Et puis celle de Patrick et de son épouse : un vin familial non commercialisé, un pressoir ancien toujours en activité et une hospitalité suffisamment spontanée pour transformer une simple promenade en rencontre inoubliable.

Leurs chemins ne forment pas une histoire commune. Ils avancent côte à côte, parfois à quelques rangs de vigne seulement, mais chacun avec ses choix, sa personnalité et sa propre manière de faire vivre le territoire. C’est peut-être cela, finalement, qui rend le vignoble d’Ayze aussi passionnant, il ne présente pas un visage unique. Il se nourrit de trajectoires, de convictions, de transmissions et de nouveaux départs. Chacun y écrit son histoire, avec son énergie, ses gestes et sa propre vision du vin.

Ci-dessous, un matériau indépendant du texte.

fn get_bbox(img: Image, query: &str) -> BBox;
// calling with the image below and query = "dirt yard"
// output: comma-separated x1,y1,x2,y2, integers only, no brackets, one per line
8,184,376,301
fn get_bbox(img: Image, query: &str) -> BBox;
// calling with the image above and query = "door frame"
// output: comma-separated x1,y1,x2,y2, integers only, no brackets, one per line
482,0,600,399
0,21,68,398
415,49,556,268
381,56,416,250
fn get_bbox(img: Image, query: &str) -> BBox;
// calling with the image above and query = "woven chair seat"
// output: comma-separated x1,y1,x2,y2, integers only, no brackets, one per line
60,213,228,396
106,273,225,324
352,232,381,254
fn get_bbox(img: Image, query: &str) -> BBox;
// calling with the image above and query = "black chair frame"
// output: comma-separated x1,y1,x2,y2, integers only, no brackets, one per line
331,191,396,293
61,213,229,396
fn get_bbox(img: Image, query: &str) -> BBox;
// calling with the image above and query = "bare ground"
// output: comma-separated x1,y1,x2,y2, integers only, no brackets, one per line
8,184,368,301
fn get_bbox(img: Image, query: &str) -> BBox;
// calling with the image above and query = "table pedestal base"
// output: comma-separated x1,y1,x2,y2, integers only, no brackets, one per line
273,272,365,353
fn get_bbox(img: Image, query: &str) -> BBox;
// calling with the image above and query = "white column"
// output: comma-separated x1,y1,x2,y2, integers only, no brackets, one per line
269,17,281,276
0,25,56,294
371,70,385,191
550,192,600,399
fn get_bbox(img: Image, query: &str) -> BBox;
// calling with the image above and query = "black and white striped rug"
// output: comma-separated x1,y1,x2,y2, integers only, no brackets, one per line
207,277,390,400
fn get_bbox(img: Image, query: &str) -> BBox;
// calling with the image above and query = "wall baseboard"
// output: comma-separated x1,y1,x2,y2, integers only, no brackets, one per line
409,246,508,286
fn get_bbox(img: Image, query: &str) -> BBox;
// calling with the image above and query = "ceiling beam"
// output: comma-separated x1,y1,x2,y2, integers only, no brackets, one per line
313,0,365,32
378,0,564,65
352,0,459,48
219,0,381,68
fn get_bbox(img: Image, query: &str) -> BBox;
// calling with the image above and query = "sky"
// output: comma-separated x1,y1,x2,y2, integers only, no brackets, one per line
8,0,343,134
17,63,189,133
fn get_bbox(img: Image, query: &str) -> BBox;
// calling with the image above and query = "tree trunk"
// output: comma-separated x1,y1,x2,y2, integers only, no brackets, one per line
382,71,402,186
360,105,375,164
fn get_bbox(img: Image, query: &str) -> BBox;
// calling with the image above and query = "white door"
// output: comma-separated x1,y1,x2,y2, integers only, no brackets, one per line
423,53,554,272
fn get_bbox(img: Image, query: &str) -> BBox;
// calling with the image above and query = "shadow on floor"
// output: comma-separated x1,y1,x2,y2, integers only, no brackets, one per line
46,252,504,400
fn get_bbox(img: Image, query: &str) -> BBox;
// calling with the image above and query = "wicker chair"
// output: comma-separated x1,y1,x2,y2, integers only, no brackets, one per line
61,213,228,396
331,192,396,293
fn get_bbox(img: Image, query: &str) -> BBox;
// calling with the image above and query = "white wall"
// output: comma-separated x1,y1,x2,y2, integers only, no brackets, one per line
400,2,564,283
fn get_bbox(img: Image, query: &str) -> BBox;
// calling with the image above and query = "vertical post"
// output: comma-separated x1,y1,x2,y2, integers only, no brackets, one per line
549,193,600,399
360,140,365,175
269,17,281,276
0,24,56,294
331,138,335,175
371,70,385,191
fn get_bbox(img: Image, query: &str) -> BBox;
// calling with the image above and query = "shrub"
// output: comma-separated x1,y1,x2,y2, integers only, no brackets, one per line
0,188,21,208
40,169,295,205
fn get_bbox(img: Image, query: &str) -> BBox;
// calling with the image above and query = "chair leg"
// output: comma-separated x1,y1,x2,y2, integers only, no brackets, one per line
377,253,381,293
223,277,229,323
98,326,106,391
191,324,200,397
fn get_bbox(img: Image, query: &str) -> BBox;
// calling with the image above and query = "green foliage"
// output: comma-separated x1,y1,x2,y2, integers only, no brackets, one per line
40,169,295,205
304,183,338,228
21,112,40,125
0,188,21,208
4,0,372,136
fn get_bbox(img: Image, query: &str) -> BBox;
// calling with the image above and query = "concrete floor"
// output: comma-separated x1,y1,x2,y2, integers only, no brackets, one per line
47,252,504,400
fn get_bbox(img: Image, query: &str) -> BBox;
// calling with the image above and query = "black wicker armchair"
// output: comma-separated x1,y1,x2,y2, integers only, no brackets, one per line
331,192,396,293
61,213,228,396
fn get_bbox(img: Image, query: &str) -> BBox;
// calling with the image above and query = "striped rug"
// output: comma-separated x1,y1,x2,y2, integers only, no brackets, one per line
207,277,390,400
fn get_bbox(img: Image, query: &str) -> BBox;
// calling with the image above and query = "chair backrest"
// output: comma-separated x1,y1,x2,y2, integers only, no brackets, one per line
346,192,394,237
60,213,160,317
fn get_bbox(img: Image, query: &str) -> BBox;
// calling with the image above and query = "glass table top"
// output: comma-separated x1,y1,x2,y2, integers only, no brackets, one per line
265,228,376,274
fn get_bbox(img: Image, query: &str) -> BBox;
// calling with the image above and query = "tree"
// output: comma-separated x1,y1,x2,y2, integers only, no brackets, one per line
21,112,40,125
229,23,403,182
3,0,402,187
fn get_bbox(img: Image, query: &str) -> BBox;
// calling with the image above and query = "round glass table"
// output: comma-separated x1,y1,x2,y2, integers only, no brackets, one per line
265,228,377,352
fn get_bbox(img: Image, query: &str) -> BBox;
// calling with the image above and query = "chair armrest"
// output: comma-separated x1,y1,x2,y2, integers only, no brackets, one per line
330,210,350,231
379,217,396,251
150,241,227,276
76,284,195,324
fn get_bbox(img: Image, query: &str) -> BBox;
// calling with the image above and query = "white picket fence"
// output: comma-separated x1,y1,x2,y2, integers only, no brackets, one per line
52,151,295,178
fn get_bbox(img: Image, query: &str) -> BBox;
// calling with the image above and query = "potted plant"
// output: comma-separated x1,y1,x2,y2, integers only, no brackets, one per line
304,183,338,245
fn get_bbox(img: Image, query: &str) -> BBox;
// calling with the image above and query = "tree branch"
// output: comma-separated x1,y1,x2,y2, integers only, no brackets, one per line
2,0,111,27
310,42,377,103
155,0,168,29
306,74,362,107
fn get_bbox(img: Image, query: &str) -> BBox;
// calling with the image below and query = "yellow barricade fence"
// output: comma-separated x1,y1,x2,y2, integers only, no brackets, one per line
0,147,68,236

Et si, l’année prochaine, vous passiez de l’autre côté de la photo ?

Venir aux vendanges, ce n’est pas seulement couper du raisin. C’est entrer, pendant quelques heures, dans le temps particulier du vin. Celui où une année entière se joue dans une grappe, où des inconnus deviennent une équipe, où un pressoir peut vous retenir jusqu’à une heure du matin et où une simple question posée au détour d’une vigne ouvre la porte d’une grange extraordinaire.

À Ayze, on vendange face aux montagnes, mais surtout au milieu de femmes et d’hommes qui donnent au vignoble sa profondeur. Il faut venir avec de bonnes chaussures, l’envie d’aider et la curiosité bien réveillée. On repart avec des taches sur les mains, quelques courbatures, beaucoup d’histoires et le sentiment rare d’avoir assisté à la naissance de quelque chose.